I paused. The face. I could see Celine Delacroix in my mind’s eye, her posture regal, her expression wry. I can take one look at a person and know exactly what their facial bones look like underneath the skin.

My mind reeled. What were the chances that Celine could do the reverse? That, given a picture of a person’s facial bones, she could draw the face?

“Cassie?” Agent Sterling’s tone told me this wasn’t the first time she’d said my name.

I turned to catch Michael’s eye. “I have an idea, and you’re really not going to like it.”

 

 

We sent Celine photographs of our victims. And then we waited. Waiting was not one of the Naturals program’s collective strong suits. Within an hour, Agent Sterling was out working the case again, but the rest of us were stuck twiddling our thumbs at the hotel. Waiting for Celine to put her skills to the test. Waiting for the truth. Waiting to find out if our efforts would lead us any closer to my mother.

“Dean.” Of all of us, Lia was either the best at waiting or the worst. “Truth or dare?”

“Seriously?” I asked Lia.

Her lips tilted upward ever so slightly. “There’s a certain tradition to it, don’t you think?” She sat down on the arm of the couch. “Truth or dare, Dean?”
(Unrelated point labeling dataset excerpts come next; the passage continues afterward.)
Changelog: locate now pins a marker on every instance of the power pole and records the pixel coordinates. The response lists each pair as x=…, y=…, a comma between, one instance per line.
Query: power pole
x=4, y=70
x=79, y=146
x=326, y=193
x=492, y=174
For a moment, I thought he would refuse to answer.

“Truth.”

Lia looked down at her hands, examining her fingernails. “How long are you going to be mad at me?”

You don’t sound vulnerable. You don’t sound like the answer could break you.

“I’m not mad at you,” Dean said, his voice cracking.

“He’s mad at himself,” Michael clarified loftily. “Also: me. Definitely me.”

Dean glared at him. “Truth or dare, Townsend.” Those words weren’t issued like a question. They were a challenge.

Michael offered Dean a charming, glittering smile. “Dare.”

For almost a minute, the two of them were caught in a staring competition. Then Dean broke the silence. “Agent Starmans is downstairs patrolling the perimeter of the hotel. I dare you to moon him.”

“What?” Clearly, Michael had not been expecting those words to exit Dean’s mouth.

“The term mooning arises from the vaguely moon-shaped form of the human buttocks,” Sloane volunteered helpfully. “Although the practice dates back to the Middle Ages, the terminology was not common until the mid-1960s.”

“Really?” I asked Dean. I was a natural profiler. He was my boyfriend, and I had in no way seen this coming. Then again, he had promised the universe a significant reduction in brooding if it returned Lia to us intact.